Lifting one enormous paw, the creature stepped over him, its claw knocking against his chest. The smooth surface hissed, stinging his skin as if it were made of ice, He tumbled to the ground, fumbling to reach his knife, but the creature was already gone, striding away more serenely than he had ever seen it. Years might have passed since it had last left him like this, but the sight of it made him feel little more than a boy grasping at some useless farm tool.

He sat alone in the snow, clutching his knife hard enough to whiten his knuckles, feeling his panicked tears freeze before they could even roll down his cheeks.

* * *

“What were you _thinking_?” Ben forced the words out through clenched teeth, dabbing the cotton wool ball in his hand against Jamie’s chest with a little more force than was strictly necessary. “You could’ve _died_.”
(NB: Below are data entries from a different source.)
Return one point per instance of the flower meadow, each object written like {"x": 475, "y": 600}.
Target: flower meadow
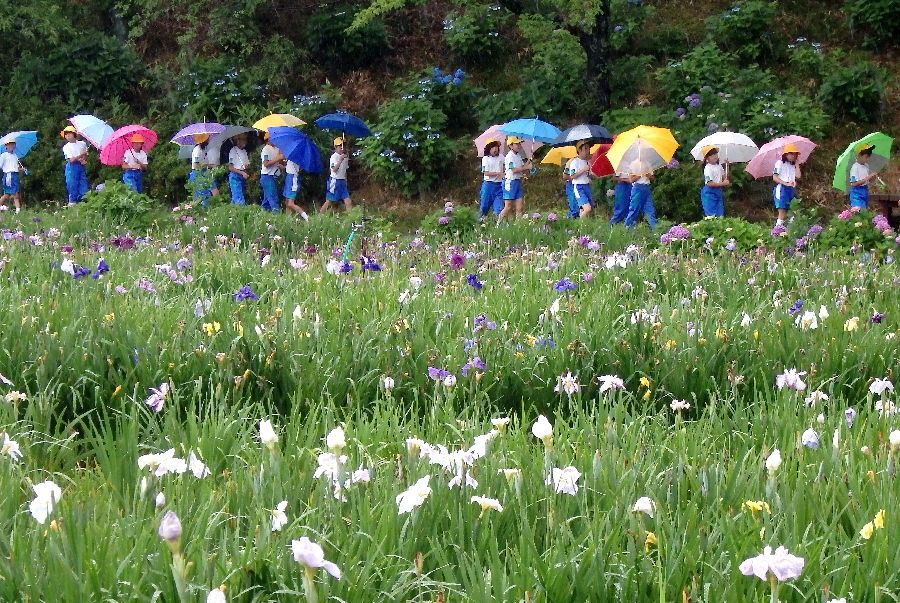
{"x": 237, "y": 407}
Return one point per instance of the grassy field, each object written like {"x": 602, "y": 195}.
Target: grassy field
{"x": 701, "y": 406}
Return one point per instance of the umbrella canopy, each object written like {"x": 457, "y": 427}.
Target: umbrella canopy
{"x": 345, "y": 123}
{"x": 734, "y": 147}
{"x": 763, "y": 164}
{"x": 214, "y": 145}
{"x": 652, "y": 147}
{"x": 186, "y": 134}
{"x": 583, "y": 132}
{"x": 529, "y": 146}
{"x": 120, "y": 141}
{"x": 274, "y": 120}
{"x": 881, "y": 155}
{"x": 559, "y": 155}
{"x": 92, "y": 129}
{"x": 297, "y": 147}
{"x": 24, "y": 141}
{"x": 531, "y": 129}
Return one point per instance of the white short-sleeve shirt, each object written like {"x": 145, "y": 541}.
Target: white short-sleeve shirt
{"x": 339, "y": 167}
{"x": 513, "y": 161}
{"x": 238, "y": 158}
{"x": 492, "y": 164}
{"x": 713, "y": 172}
{"x": 71, "y": 150}
{"x": 858, "y": 172}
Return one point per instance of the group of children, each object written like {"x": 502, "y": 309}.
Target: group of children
{"x": 501, "y": 189}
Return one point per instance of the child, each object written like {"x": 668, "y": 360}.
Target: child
{"x": 200, "y": 164}
{"x": 492, "y": 172}
{"x": 513, "y": 198}
{"x": 580, "y": 174}
{"x": 712, "y": 197}
{"x": 641, "y": 197}
{"x": 860, "y": 176}
{"x": 622, "y": 197}
{"x": 75, "y": 153}
{"x": 272, "y": 161}
{"x": 10, "y": 166}
{"x": 134, "y": 162}
{"x": 292, "y": 184}
{"x": 785, "y": 175}
{"x": 238, "y": 164}
{"x": 336, "y": 186}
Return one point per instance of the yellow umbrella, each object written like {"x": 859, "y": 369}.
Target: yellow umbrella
{"x": 642, "y": 150}
{"x": 278, "y": 119}
{"x": 559, "y": 155}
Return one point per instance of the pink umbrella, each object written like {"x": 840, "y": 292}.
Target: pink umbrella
{"x": 763, "y": 165}
{"x": 120, "y": 141}
{"x": 529, "y": 146}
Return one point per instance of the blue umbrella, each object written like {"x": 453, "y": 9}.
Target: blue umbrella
{"x": 297, "y": 147}
{"x": 531, "y": 129}
{"x": 24, "y": 141}
{"x": 345, "y": 123}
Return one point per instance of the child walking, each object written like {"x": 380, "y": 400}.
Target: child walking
{"x": 785, "y": 175}
{"x": 492, "y": 185}
{"x": 860, "y": 176}
{"x": 336, "y": 190}
{"x": 516, "y": 166}
{"x": 712, "y": 195}
{"x": 75, "y": 153}
{"x": 238, "y": 164}
{"x": 134, "y": 162}
{"x": 641, "y": 196}
{"x": 10, "y": 166}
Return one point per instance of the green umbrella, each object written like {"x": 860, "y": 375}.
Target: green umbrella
{"x": 881, "y": 154}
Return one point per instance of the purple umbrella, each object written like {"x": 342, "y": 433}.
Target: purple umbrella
{"x": 186, "y": 134}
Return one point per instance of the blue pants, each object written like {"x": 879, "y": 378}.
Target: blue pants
{"x": 76, "y": 181}
{"x": 621, "y": 202}
{"x": 238, "y": 188}
{"x": 782, "y": 196}
{"x": 859, "y": 196}
{"x": 713, "y": 200}
{"x": 491, "y": 198}
{"x": 641, "y": 203}
{"x": 134, "y": 179}
{"x": 270, "y": 200}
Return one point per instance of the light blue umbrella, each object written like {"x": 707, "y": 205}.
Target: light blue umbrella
{"x": 24, "y": 141}
{"x": 531, "y": 129}
{"x": 92, "y": 129}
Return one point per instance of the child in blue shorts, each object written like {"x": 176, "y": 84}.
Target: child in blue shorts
{"x": 492, "y": 185}
{"x": 785, "y": 176}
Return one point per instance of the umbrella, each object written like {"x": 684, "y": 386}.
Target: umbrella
{"x": 297, "y": 147}
{"x": 92, "y": 129}
{"x": 214, "y": 145}
{"x": 344, "y": 122}
{"x": 763, "y": 164}
{"x": 120, "y": 141}
{"x": 733, "y": 147}
{"x": 652, "y": 146}
{"x": 583, "y": 132}
{"x": 186, "y": 134}
{"x": 559, "y": 155}
{"x": 529, "y": 146}
{"x": 881, "y": 154}
{"x": 274, "y": 120}
{"x": 24, "y": 141}
{"x": 531, "y": 129}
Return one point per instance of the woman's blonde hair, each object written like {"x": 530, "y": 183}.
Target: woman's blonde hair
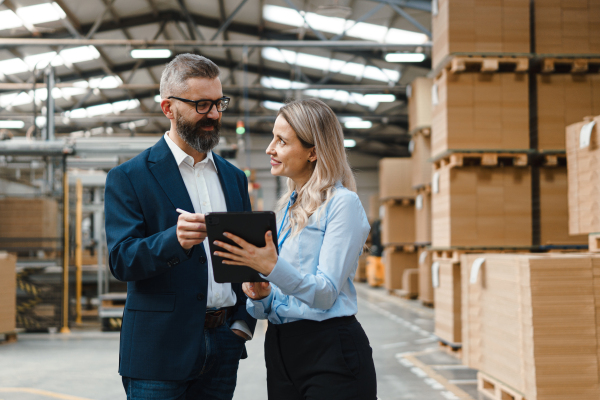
{"x": 315, "y": 124}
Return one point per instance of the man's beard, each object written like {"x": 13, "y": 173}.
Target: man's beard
{"x": 196, "y": 137}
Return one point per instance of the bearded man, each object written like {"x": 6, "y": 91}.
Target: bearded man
{"x": 183, "y": 334}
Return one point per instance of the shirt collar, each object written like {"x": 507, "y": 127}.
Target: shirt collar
{"x": 181, "y": 156}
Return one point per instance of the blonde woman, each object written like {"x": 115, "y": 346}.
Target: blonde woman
{"x": 314, "y": 347}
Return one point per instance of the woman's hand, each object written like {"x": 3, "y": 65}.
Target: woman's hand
{"x": 256, "y": 290}
{"x": 261, "y": 259}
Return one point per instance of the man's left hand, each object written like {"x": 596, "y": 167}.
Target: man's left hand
{"x": 261, "y": 259}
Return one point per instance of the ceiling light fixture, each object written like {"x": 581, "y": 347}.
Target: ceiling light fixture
{"x": 404, "y": 57}
{"x": 151, "y": 53}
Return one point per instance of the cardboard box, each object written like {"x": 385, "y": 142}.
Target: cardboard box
{"x": 8, "y": 292}
{"x": 395, "y": 178}
{"x": 564, "y": 99}
{"x": 397, "y": 223}
{"x": 529, "y": 321}
{"x": 419, "y": 104}
{"x": 421, "y": 155}
{"x": 395, "y": 263}
{"x": 447, "y": 298}
{"x": 497, "y": 26}
{"x": 554, "y": 208}
{"x": 29, "y": 218}
{"x": 477, "y": 111}
{"x": 481, "y": 207}
{"x": 410, "y": 282}
{"x": 423, "y": 216}
{"x": 583, "y": 179}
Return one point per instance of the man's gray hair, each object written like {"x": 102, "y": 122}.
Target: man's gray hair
{"x": 183, "y": 67}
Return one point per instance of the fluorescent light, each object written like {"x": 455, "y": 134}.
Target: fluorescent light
{"x": 404, "y": 57}
{"x": 358, "y": 124}
{"x": 335, "y": 25}
{"x": 330, "y": 65}
{"x": 9, "y": 20}
{"x": 151, "y": 53}
{"x": 272, "y": 105}
{"x": 41, "y": 13}
{"x": 12, "y": 124}
{"x": 381, "y": 98}
{"x": 349, "y": 142}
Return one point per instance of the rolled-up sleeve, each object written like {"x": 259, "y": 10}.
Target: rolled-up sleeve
{"x": 345, "y": 233}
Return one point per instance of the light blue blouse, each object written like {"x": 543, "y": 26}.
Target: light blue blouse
{"x": 313, "y": 275}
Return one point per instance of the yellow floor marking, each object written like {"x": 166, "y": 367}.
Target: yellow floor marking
{"x": 42, "y": 392}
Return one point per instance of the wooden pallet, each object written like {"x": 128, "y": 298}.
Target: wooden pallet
{"x": 576, "y": 65}
{"x": 487, "y": 64}
{"x": 8, "y": 337}
{"x": 483, "y": 158}
{"x": 495, "y": 389}
{"x": 454, "y": 349}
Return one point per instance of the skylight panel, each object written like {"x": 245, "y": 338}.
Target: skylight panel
{"x": 335, "y": 25}
{"x": 41, "y": 13}
{"x": 9, "y": 20}
{"x": 326, "y": 64}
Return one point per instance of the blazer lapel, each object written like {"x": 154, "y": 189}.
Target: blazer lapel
{"x": 228, "y": 183}
{"x": 164, "y": 168}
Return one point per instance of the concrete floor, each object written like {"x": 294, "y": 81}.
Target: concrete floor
{"x": 83, "y": 365}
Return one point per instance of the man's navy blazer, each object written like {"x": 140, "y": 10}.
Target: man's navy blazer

Jamie winced as the cotton wool scraped across his raw skin. The creature’s claw had left an odd triangular mark where it had hit him, but he had staunchly refused to explain what had happened. The Doctor had not asked him anything, only thrown him an oddly mournful expression as Ben had marched him off to the bathroom to check him over. “Aye, well. I didn’t die.”

“No, but Polly might’ve, when she was out there looking for you. You gave us all a right turn, mate.”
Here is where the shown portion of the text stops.